Growth is all very well, but it won’t solve child poverty

Sometimes even the best ideas get ignored. This week, the Government responded to a major new report published by the Social Mobility and Child Poverty Commission.

The report found that absolute child poverty increased by 300,000 between 2010-11 and 2012-13 and a rise from 2.6 million households in absolute poverty to 3.5 million is now expected. Wherever you are on the political spectrum, wouldn’t you agree that those are terrible figures?

So the Commission came up with a whole range of policies to fix the problem. Among them were more ambitious targets on closing the attainment gap for disadvantaged children, improving access to youth training and employment, and bolstering pay.

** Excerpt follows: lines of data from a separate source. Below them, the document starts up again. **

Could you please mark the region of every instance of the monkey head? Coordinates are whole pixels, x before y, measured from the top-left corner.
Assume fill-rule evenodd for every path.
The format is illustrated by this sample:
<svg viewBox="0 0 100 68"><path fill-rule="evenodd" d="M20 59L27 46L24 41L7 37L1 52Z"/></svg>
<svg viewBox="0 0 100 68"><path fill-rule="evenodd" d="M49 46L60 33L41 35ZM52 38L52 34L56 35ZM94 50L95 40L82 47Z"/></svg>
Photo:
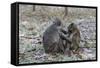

The Government’s responses to many of these recommendations were limited and underpinned by the notion – quickly becoming the Government’s fall-back line on a wide range of current social ills – that economic growth will solve it all.

While the Government said it had developed policies to support disadvantaged young people to attend top universities, it rejected the Commission’s call to set a target for 5,000 more pupils in them by 2020.

The report’s calls for a clamp down on unpaid internships and a championing of the Living Wage were also ignored. The Government said the best way to ensure pay levels for young people increased was to focus on growing the economy.

On the recommendation that the Government recycle some of the savings from increased employment into tax and benefit policies that help working parents escape poverty, the Government said it is still gathering evidence about what can help people stay in work and progress to earn more and the circumstances that might make it harder for some people to earn more.

Overall the Government’s response does little to convince that sufficient and drastic action is being taken to ensure the government’s target of ending child poverty by 2020 will be met.

The strong relationship between poverty, deprivation and academic achievement is not disputed. The gap this relationship creates in educational attainment between children living in poverty and their wealthier peers can last a lifetime, cementing inequalities in the labour market and reinforcing the divisions in society that the Commission’s report warns against. Research by the International Monetary Fund has shown that these inequalities make economic growth more volatile and can create the unstable conditions which lead to sudden slowdown in GDP growth.

So growing the economy alone is not only insufficient: it is actually undermined by the rising number of children living in poverty. Only growth which is coupled with social protection will be inclusive enough to eradicate child poverty by 2020.